The Retail Industry Leaders Association (RILA) issued the following statement in response to proposed new federal overtime rules released today by the U.S. Department of Labor. The proposal more than doubles the salary threshold for non-exempt employees. Kelly Kolb, RILA Vice President of Government Relations at RILA, said the overtime proposal would dramatically increase operational costs for retailers while taking away the flexibility and benefits currently provided to full-time employees that have advanced into management.
"Retailers currently provide tremendous flexibility and growth opportunities for associates. Once promoted, hard-working associates want to be classified as exempt because of the flexibility, incentive compensation, benefits and distinction that comes with such a designation.
"Retailers will have two options if this rule is implemented: raise prices in order to absorb a dramatic increase in labor costs, or take away the benefits, such as flexibility and leadership opportunities, that come when an associate works their way into management. Neither of these are outcomes that will raise standards of living for our employees or our customers.
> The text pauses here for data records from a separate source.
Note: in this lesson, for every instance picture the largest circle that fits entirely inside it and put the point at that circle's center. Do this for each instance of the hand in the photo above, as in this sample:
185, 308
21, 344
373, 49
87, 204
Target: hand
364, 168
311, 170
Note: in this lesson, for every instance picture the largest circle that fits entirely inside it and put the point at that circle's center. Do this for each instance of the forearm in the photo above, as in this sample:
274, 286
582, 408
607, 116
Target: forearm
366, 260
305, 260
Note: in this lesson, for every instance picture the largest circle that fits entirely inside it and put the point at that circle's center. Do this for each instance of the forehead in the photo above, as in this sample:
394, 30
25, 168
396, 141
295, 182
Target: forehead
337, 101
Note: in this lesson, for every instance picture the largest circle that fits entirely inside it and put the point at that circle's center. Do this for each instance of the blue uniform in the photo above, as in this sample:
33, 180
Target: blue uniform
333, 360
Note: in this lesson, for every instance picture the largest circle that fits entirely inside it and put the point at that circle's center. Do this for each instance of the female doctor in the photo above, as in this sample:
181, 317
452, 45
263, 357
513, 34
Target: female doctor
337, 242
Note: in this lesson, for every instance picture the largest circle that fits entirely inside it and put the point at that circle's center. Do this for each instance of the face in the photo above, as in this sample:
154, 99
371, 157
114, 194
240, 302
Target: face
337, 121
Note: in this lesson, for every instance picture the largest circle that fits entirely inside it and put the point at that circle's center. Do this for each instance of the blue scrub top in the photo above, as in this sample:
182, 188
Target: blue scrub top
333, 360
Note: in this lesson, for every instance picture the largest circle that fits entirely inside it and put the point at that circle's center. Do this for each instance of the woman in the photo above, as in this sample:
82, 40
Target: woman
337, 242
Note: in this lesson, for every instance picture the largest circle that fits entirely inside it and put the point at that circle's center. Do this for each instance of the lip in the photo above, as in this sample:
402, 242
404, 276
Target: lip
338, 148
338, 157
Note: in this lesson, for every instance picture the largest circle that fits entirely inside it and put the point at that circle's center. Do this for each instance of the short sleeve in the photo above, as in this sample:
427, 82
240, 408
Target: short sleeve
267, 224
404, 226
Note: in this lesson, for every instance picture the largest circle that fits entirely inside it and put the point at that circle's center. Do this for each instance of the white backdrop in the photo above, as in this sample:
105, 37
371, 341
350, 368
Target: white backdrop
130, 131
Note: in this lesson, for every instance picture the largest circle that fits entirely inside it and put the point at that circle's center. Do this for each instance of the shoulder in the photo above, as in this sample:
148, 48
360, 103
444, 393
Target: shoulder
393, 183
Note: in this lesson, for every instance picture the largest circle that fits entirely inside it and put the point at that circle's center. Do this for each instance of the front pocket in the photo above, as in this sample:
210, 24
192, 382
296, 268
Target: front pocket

"RILA is deeply concerned about the unintended consequences of this rule change and will provide the Department with comments highlighting the impact that this flawed proposal will have on retailers, their employees and their customers."
RILA is the trade association of the world's largest and most innovative retail companies. RILA members include more than 200 retailers, product manufacturers, and service suppliers, which together account for more than $1.5 trillion in annual sales, millions of American jobs and more than 100,000 stores, manufacturing facilities and distribution centers domestically and abroad.